Die kleinen Schlingpflanzen, die sich mit
winzigen Saugnäpfen am Fensterrahmen festhielten und aussahen wie
Invasion from Outer Space – und die grüne Kuppel da rechts, was ist
das? Kirche, Ministerium oder Naturkundemuseum? Wußte sie auch
nicht. Zwei Jahre und neun Monate.
8.12. 2012 20:01
Winterfutter in die Jacke geknöpft, die ich
1992 mit Arbeitshose und Käppi zusammen auf der Post bekam,
Hilfsarbeiter, Zugverladung. Seitdem die Jacke Jahr für Jahr
getragen, jeden Sommer, jeden Winter. Zwanzig Mal habe ich das
Futter im Frühjahr rausgeknöpft und zwanzig Mal im Winter wieder
rein.
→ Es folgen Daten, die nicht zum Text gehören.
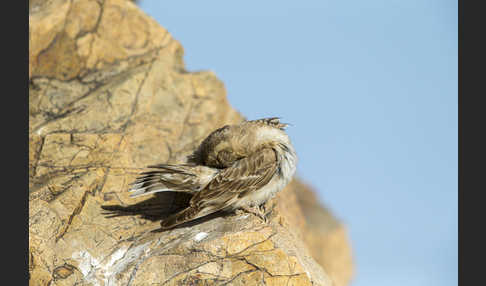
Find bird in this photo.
[129,117,298,229]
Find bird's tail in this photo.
[160,206,206,229]
[129,164,218,197]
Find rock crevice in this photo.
[29,0,352,286]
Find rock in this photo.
[29,0,352,286]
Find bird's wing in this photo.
[191,148,278,208]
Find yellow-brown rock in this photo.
[29,0,352,286]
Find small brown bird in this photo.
[130,117,297,229]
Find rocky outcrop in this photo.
[29,0,352,286]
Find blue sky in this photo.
[140,0,458,286]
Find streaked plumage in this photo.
[130,118,297,229]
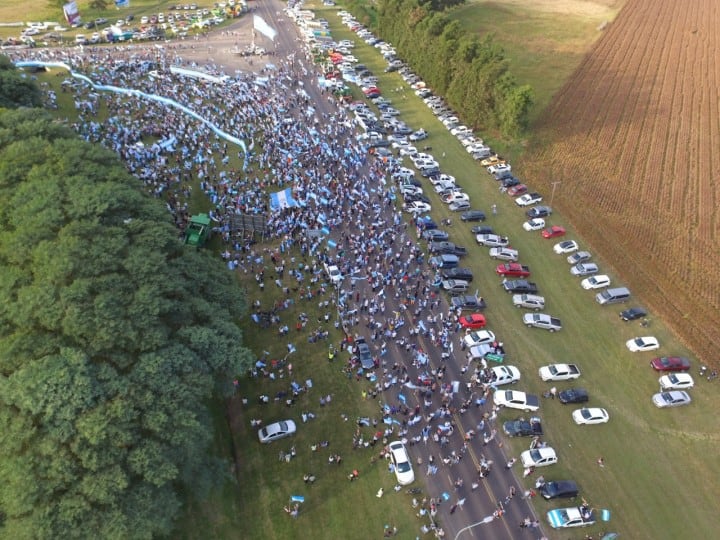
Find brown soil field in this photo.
[522,0,720,367]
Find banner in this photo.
[270,188,298,210]
[253,15,277,41]
[63,1,80,25]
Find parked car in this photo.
[515,193,542,206]
[538,480,580,500]
[572,407,610,426]
[440,267,473,283]
[451,294,485,311]
[490,247,518,261]
[625,336,660,352]
[458,313,487,330]
[653,390,692,409]
[475,234,510,247]
[567,251,592,264]
[513,294,545,311]
[553,240,579,255]
[463,330,495,348]
[493,390,540,412]
[650,356,690,371]
[503,416,542,437]
[542,225,565,239]
[523,218,545,232]
[547,506,595,529]
[520,446,557,469]
[570,262,599,276]
[580,274,610,291]
[538,364,580,381]
[388,441,415,486]
[523,313,562,332]
[658,373,695,391]
[442,279,468,295]
[502,279,538,294]
[620,307,647,321]
[460,210,485,221]
[258,420,297,443]
[490,366,520,386]
[525,206,552,219]
[558,388,590,404]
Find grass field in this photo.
[14,0,720,540]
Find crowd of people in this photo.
[7,19,552,536]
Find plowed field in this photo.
[523,0,720,366]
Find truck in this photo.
[502,279,538,294]
[495,263,530,277]
[538,364,580,381]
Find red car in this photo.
[495,263,530,277]
[508,184,527,197]
[543,225,565,238]
[459,313,487,328]
[650,356,690,371]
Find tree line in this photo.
[0,57,252,539]
[350,0,533,138]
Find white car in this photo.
[258,420,297,443]
[653,390,692,409]
[523,218,545,232]
[490,247,519,262]
[403,201,432,214]
[573,407,610,426]
[513,294,545,311]
[520,446,557,469]
[487,163,512,174]
[388,441,415,486]
[490,366,520,386]
[463,330,495,348]
[625,336,660,352]
[659,373,695,390]
[493,390,540,412]
[580,274,610,291]
[538,364,580,381]
[515,193,542,206]
[553,240,580,255]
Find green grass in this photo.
[449,0,618,122]
[19,2,720,540]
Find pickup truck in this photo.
[502,279,537,294]
[495,263,530,277]
[538,364,580,381]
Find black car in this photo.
[558,388,590,403]
[502,279,538,294]
[620,307,647,321]
[423,229,450,242]
[355,337,375,369]
[539,480,580,500]
[525,206,552,219]
[440,267,473,283]
[503,416,542,437]
[428,242,467,257]
[470,225,495,234]
[460,210,485,221]
[451,294,485,311]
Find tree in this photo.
[0,56,42,109]
[0,109,251,538]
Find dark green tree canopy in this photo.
[0,56,42,109]
[0,109,251,538]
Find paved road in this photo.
[181,5,542,540]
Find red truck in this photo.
[495,263,530,277]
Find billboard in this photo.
[63,1,80,25]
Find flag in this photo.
[253,15,277,41]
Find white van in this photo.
[595,287,630,306]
Sensationelle Qualität, begrabt meine Jacke an der Biegung
des Flusses.
9.12. 2012 12:17
Es schneit von unten nach oben, der Kanal ist
verschwunden.
10.12. 2012 18:01
Mit Elina auf beschneiten Wegen unter den
dick beschneiten Bäumen, es staubt auf unsere Mützen und Gesichter,
am See und den Kanal entlang wieder bis zu der Mauer aus
übermannsgroßen Traversen, zwischen denen hindurch man auf ein im
Schnee noch fremder und nicht von dieser Welt wirkendes, weites
Gelände dahinter sieht, dunkel waldumstanden, Weiß, aus dem
ockerfarbenes Gras rausbüschelt, das Jenseits. Elina trägt
Sommerschuhe, ich Stiefel, von denen rechts und links die Sohlen
abgefallen sind, wir kehren um. Zwei Stunden lang keinem einzigen
Menschen begegnet, erst an der Föhrer Straße ein Mann mit
Hund.
13.12. 2012 18:50
Mit C. durch die Rehberge, wegen Epilepsie
meistenteils schweigend. Ein Kleinwagen parkt, Tür auf, Schäferhund
raus. C. stellt sich zwischen mich und den Hund, er zerreißt ihre
Hose und zerfetzt ihre Jacke. Als ein Schatten nach meinen Füßen
faßt und in meinem Sichtfeldausfall hochspringt, lasse ich mich
fallen und liege da wie ein Insekt auf dem Rücken im Schnee, bis es
vorbei ist. Austausch von Telefonnummern und ein Berliner, der
seinen Hund böser Hund nennt, sehr böser Hund.
15.12. 2012 18:30
Das Verfallsdatum auf dem beim Kaiser’s
gekauften Ciabatta zum Aufbacken ist der 17. Februar.
17.12. 2012 18:00
C. angeschrien, weshalb nochmal, weiß nicht,
vergessen, wegen nichts. Ich verändere mich. Normal, findet Dr.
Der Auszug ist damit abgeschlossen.